Besides you and your cat there is another person to consider in this equation and that is your vet. Although the clinical definition of euthanasia was defined in 1986 by the American Veterinary Association as “the act of inducing painless death” this is only one small aspect of a larger issue your vet faces. Your vet will have an easier time following these final wishes if it is a matter of life or death and not just a way of ridding yourself of a problem cat. The same issues that will face you once your cat takes her last breath, will also confront your veterinarian; doubts, confusion, second-guessing the decision and moral questions about playing God.
For the vet, he cannot tell you what to do. He can only follow your wishes and prepare you for the end of this feline life. You have the option during the process to stay with your cat or you can leave and pick your cat up later.
Here’s what happens if you chose to stay. The vet will usually prepare a sedative prior to administering the final injection. The vet tech will assist and will shave your cat’s front or rear paw (so they can find a blood vessel easily). If you want to assist in holding your cat, most vets will allow this. The sedative will be injected, kitty will relax and then the final injection will follow. Your cat will slip away quietly and the veterinarian will listen to be sure the heart beat has been silenced. You will be able to stay in the room and say your final goodbye for as long as you need. When you leave with your cat, the vet tech will generally let you slip out of a back or side door so you don’t have to encounter any stares or questioning looks.

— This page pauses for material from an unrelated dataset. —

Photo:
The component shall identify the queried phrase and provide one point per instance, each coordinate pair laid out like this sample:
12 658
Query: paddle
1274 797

The cost of euthanasia varies depending on your clinic. The weight of your cat is a factor. The higher the weight the more solution needs to be injected. If you want your cat cremated that will be extra. Some vets will make house-calls and put your cat to sleep quietly at home, but the clinic charge is less expensive than a house-call.

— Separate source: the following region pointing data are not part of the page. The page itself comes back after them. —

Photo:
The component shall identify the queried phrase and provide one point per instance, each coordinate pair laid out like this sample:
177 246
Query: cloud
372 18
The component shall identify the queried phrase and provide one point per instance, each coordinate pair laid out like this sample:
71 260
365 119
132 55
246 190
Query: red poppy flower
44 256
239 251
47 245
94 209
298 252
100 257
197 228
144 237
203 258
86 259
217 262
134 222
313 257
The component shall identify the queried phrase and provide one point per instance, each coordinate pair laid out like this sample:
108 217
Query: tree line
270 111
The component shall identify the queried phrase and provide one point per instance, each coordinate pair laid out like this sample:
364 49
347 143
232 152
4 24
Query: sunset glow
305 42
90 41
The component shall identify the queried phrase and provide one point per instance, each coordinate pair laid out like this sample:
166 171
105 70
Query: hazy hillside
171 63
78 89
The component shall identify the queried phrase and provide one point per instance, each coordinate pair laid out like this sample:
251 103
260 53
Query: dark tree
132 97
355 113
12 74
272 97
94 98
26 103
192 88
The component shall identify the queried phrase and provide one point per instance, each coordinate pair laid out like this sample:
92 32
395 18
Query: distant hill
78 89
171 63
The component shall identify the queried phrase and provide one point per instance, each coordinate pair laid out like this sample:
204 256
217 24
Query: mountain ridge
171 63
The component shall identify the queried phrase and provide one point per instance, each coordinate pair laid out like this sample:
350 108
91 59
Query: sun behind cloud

The final decision rests in your hands. Do you decide to end your cat’s life peacefully or let her linger as she dies naturally at home? If your kitty is terminal, you have one final option. As cat ownership becomes increasingly popular, there is a new trend starting in the United States and that is hospice care for cats. Just like the human counterpart- hospice cares tends to the pain and maintains the comfort of the kitty. Unlike the Hospice Care for humans- it would fall on your shoulders to maintain your cat until the end times by taking into consideration all the special needs required. You would be the deciding factor in the end; knowing full-well that once her pain ends, yours will begin.